Reality TV and Black Women Don’t Mix
May 24, 2010 by blackgirlgrown
Filed under black women, featured articles
I have never been a fan of reality TV. Actually, it makes my skin itch. My mother swears by it. She watches Survivor, The Biggest Loser, and various others I can’t recall by name. These are much milder than the raunchy Real Housewives and Basketball Wives shows.
In most cases, reality TV is nothing more than a financial incentive to embarrass yourself, your family name, and anyone fitting your same/similar demographic.
I remember hearing about Basketball Wives when that show premiered. My own thoughts? Nothing good can come of it. Same has been true for all of the varying Real Housewives of Orange County/Atalanta/New Jersey.
And I especially believe that it paints black women in typical stereotypical fashion. This traces back to Omarosa on The Apprentice and continues on.
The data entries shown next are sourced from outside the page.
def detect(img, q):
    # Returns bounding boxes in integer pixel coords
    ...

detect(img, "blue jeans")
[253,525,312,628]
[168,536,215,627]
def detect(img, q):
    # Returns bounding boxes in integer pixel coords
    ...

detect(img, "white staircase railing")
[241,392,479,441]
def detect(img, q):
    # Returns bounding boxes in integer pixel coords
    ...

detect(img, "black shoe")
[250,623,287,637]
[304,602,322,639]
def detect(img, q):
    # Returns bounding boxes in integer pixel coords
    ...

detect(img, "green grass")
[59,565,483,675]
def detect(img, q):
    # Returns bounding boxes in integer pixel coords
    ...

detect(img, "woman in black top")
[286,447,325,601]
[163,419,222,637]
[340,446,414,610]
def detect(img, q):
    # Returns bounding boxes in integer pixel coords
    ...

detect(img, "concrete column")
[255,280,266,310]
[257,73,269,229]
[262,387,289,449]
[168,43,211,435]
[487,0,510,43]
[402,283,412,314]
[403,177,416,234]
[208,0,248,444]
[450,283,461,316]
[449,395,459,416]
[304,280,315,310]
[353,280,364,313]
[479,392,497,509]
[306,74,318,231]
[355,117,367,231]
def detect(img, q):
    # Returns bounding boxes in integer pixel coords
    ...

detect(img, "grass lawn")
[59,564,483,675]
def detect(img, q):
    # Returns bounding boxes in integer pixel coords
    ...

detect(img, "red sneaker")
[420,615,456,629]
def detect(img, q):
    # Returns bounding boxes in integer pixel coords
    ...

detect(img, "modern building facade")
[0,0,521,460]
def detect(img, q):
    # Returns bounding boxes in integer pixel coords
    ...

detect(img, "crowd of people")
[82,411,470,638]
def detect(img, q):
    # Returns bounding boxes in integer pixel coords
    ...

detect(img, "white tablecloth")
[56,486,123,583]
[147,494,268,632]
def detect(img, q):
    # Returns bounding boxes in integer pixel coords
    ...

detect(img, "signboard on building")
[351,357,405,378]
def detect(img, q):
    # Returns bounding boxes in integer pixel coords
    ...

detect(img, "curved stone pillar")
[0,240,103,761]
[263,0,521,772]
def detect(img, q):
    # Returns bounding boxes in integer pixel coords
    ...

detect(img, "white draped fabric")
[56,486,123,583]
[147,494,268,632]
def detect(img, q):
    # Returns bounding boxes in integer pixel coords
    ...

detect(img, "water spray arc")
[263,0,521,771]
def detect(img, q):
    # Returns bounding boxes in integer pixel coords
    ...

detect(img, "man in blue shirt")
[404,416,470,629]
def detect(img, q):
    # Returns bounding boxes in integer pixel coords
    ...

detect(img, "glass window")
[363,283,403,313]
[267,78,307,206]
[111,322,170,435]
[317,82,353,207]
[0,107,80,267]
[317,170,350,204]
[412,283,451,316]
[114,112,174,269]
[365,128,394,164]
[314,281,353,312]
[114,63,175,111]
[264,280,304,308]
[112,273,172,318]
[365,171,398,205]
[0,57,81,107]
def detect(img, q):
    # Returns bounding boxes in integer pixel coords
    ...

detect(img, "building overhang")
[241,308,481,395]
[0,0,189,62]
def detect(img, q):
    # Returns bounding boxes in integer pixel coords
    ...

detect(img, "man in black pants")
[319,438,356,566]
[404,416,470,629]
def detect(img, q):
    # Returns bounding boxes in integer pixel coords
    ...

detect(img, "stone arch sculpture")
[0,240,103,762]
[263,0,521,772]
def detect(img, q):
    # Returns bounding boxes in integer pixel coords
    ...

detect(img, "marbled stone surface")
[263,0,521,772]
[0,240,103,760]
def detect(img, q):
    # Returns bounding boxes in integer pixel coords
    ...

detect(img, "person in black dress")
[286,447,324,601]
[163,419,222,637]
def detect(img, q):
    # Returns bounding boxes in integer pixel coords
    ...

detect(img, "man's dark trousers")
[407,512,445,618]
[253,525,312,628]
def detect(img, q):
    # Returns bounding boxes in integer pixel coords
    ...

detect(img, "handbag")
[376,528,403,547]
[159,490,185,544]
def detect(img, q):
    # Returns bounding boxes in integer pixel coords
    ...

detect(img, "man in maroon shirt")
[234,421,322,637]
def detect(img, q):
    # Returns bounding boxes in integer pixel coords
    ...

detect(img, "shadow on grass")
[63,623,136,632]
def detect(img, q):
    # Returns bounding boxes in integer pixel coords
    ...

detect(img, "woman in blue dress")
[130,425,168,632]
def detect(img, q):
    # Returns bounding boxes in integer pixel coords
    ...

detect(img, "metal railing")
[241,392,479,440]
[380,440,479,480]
The Root has an interesting article arguing the pitfalls and value of some of these depictions. Those of us who are not fans are dismissed as having an “attitude that comes from a kind of middle-class, bourgeoisie ideology.”
From ”The Real Housewives of Atlanta” to ”What Chilli Wants,” these days, reality TV is fixated on black women. But only when we act the fool.
Remember the ”real” housewife named Sheree? Whose only claim to fame is that she was once married to a professional football player? Remember how she yanked housewife Kim’s blond wig and called her white trash outside of a fashionable Atlanta restaurant? (Kim, the sole Caucasian Atlanta ”housewife” whose married lover’s checks allows her to pay $3,000 on a regular basis to get the fat rolled from her thighs.)
Across the reality-television spectrum, there have always been women like Sheree and her ”friends” on Bravo TV’s The Real Housewives of Atlanta: catty, materialistic, self-absorbed. But are television executives really only interested in black women when we’re acting a fool? And more importantly, are we really only interested in seeing ourselves portrayed in this light?
Apparently so: Last month, VH1 dominated the list of top 25 cable shows in black households for reality original programming, returning with the all new Basketball Wives ranked at No. 5. (Like Housewives and Tiny & Toya, the show features ex-girlfriends and wives trying to make names for themselves on the heels of relationships with famous men.) What Chili Wants followed in popularity at No. 7, and Brandy & Ray J came in at No. 11. Executives say that their channel has had a 9 percent increase in black women prime-time viewers ages 18-49 in this past year alone with the success of their reality shows. Read the full article.
What say you? Just fun or stereotypical garbage?